You already know how to compute a partial derivative: fix all variables except one and differentiate with respect to that one variable. A higher-order partial derivative simply repeats this process. The second partial ∂²f/∂x² means differentiate with respect to x twice. The mixed partial ∂²f/∂y∂x means differentiate with respect to x first, then with respect to y. Notation reads right-to-left: differentiate the rightmost variable first.
To build intuition, think of ∂f/∂x as a new function — the "x-slope function" that tells you how steeply f rises in the x-direction at each point. The mixed partial ∂²f/∂y∂x asks: how does that x-slope *change* as you move in the y-direction? If ∂²f/∂y∂x > 0 at a point, it means that moving in the +y direction makes the x-slope steeper. Alternatively, ∂²f/∂x∂y asks how the y-slope changes as you move in x. These are questions about the *interaction* between the two variables — does being larger in one direction affect how sensitive the function is to the other direction?

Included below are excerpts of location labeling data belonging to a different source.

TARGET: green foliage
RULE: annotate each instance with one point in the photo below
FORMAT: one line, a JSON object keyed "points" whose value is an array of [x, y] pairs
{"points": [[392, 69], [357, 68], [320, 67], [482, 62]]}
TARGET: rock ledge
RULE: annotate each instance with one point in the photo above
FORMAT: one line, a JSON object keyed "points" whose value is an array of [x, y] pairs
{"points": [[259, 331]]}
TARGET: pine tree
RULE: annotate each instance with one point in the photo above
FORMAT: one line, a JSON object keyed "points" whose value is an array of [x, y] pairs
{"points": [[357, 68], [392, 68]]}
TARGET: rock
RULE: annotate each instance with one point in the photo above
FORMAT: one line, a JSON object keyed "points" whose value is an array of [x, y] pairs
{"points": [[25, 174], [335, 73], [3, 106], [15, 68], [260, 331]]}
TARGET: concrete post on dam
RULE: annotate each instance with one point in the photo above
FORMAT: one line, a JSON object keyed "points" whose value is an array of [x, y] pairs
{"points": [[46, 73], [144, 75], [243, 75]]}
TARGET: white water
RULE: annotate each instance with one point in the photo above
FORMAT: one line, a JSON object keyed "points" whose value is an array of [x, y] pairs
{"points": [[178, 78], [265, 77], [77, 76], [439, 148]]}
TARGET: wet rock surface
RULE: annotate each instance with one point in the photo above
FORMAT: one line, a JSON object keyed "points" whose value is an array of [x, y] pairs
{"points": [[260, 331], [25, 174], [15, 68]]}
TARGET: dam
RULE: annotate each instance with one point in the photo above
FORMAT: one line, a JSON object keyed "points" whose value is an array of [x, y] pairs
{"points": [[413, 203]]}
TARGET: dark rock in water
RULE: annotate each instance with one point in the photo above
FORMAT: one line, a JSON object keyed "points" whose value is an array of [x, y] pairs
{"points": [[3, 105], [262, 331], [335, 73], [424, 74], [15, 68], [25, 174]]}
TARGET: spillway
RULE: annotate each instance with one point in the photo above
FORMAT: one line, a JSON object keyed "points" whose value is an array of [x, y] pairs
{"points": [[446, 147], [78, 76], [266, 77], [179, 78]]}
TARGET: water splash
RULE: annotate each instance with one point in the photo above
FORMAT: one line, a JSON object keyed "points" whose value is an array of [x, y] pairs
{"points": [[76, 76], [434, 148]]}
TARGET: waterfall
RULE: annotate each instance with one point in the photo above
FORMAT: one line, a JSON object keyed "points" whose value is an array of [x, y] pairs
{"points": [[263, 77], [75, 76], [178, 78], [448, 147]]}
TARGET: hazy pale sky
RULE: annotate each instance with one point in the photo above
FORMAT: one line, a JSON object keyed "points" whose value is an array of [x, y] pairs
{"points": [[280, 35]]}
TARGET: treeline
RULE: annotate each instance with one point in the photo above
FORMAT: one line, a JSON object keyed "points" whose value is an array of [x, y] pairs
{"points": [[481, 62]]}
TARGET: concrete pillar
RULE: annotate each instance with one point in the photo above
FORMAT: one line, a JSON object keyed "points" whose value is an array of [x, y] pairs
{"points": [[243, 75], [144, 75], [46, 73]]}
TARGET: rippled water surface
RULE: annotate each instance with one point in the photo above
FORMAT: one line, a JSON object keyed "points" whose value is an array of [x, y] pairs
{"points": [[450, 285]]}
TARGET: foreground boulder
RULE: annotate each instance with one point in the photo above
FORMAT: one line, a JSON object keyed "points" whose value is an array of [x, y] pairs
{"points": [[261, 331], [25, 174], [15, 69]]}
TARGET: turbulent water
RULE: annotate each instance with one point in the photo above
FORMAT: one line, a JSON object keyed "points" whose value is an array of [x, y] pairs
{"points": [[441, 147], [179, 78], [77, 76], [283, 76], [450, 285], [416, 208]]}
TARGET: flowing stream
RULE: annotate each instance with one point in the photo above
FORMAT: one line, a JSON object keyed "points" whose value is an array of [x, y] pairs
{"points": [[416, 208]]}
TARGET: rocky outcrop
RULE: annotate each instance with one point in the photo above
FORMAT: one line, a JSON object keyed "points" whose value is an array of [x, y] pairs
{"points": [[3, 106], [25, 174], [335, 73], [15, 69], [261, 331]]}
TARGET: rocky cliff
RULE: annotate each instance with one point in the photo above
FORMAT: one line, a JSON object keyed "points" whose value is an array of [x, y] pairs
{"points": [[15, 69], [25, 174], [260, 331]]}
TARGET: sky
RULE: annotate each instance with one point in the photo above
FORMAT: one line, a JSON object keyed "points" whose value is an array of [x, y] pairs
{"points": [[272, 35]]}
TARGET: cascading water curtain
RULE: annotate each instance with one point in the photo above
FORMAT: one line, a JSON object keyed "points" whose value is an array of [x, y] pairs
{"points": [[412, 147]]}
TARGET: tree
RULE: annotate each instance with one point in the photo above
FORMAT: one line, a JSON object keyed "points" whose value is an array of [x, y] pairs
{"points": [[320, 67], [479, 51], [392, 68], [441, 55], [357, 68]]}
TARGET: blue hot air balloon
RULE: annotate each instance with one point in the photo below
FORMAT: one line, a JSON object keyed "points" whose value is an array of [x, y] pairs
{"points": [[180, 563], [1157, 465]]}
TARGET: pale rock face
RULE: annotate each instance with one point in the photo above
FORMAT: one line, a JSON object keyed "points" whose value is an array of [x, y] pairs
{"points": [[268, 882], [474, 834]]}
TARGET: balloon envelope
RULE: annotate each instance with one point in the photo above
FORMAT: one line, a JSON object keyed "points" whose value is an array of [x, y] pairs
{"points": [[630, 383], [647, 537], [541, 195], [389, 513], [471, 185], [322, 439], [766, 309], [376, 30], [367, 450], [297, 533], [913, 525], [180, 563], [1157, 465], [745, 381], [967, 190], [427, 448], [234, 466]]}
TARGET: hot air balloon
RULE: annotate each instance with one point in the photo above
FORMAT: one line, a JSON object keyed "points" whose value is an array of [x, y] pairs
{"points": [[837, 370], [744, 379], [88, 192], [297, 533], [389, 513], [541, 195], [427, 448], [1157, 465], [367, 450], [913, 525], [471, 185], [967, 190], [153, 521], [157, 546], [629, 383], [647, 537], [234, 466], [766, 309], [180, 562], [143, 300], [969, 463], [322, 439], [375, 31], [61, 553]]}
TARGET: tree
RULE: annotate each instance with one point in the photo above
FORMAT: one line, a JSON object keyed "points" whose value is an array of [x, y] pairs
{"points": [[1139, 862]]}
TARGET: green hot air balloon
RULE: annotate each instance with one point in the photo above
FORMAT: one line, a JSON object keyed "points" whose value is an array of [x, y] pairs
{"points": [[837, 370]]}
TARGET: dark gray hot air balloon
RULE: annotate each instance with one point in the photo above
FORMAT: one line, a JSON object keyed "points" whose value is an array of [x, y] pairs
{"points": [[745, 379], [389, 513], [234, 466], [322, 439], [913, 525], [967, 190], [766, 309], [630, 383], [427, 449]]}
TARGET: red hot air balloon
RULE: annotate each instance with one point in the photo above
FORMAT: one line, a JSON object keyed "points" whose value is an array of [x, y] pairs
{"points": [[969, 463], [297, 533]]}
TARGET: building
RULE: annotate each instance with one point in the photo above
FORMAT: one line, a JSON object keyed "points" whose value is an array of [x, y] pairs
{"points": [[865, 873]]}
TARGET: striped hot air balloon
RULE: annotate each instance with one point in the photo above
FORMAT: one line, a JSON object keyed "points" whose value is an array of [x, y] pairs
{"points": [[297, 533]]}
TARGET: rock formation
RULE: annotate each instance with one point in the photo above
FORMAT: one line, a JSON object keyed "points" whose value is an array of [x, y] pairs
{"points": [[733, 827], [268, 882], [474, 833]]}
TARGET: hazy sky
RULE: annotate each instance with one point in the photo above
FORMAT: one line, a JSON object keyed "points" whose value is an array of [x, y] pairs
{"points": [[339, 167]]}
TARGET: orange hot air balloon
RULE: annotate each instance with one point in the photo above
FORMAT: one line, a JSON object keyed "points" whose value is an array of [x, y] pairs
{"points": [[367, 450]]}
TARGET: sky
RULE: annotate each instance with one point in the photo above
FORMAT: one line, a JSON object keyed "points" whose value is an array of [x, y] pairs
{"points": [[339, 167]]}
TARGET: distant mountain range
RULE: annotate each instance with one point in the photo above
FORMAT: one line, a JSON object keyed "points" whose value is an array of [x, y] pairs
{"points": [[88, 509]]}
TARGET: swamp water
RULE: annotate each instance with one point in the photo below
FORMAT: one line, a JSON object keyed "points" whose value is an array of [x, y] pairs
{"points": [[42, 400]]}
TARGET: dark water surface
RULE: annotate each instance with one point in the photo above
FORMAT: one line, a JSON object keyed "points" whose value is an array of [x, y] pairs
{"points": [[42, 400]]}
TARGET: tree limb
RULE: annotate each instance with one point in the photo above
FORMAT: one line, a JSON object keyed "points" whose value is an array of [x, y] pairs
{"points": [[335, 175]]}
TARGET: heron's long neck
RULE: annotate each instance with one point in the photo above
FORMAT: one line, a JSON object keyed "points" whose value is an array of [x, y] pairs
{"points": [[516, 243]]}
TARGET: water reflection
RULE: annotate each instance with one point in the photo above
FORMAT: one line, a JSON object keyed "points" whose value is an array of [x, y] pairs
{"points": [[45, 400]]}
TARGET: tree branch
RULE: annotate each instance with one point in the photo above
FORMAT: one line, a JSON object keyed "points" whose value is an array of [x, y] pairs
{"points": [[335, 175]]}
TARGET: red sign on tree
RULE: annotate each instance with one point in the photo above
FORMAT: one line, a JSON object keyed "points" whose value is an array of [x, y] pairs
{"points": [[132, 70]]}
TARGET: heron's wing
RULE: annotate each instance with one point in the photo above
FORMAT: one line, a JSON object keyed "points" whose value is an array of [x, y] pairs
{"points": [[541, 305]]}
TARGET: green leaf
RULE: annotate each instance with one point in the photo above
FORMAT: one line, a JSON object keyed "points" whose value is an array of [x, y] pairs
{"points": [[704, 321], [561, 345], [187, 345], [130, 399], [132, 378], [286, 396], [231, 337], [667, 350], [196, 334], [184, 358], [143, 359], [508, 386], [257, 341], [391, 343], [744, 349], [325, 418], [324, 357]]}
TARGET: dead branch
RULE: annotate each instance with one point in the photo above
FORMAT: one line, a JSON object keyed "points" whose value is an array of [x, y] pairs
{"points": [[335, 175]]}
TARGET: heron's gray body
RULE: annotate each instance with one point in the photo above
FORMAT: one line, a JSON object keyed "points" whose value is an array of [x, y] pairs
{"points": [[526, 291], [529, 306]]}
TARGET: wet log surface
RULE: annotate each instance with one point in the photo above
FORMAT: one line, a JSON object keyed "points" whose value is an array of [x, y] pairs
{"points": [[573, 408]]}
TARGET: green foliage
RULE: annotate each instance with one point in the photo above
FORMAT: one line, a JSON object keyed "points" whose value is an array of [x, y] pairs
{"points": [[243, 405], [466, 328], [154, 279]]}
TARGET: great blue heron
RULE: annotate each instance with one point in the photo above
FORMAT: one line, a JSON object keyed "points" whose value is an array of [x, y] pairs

Clairaut's theorem is the central result: if both mixed partials ∂²f/∂x∂y and ∂²f/∂y∂x exist and are continuous near a point, then they are equal there. For virtually all functions encountered in calculus, this continuity condition holds, so in practice you can differentiate in either order and get the same answer. The theorem is not trivially true — there exist pathological functions where the mixed partials exist but disagree — but those functions fail the continuity hypothesis. For smooth functions, order of differentiation is irrelevant.
The Hessian matrix is where higher-order partials become a tool. For f(x, y), the Hessian is the 2×2 matrix of second partials: [[∂²f/∂x², ∂²f/∂x∂y], [∂²f/∂y∂x, ∂²f/∂y²]]. By Clairaut's theorem, the Hessian is symmetric whenever the mixed partials are continuous. The second derivative test for critical points relies entirely on the Hessian — specifically on its determinant and leading entry — so computing higher-order partials accurately is the prerequisite skill for classifying local minima, maxima, and saddle points in multivariable calculus.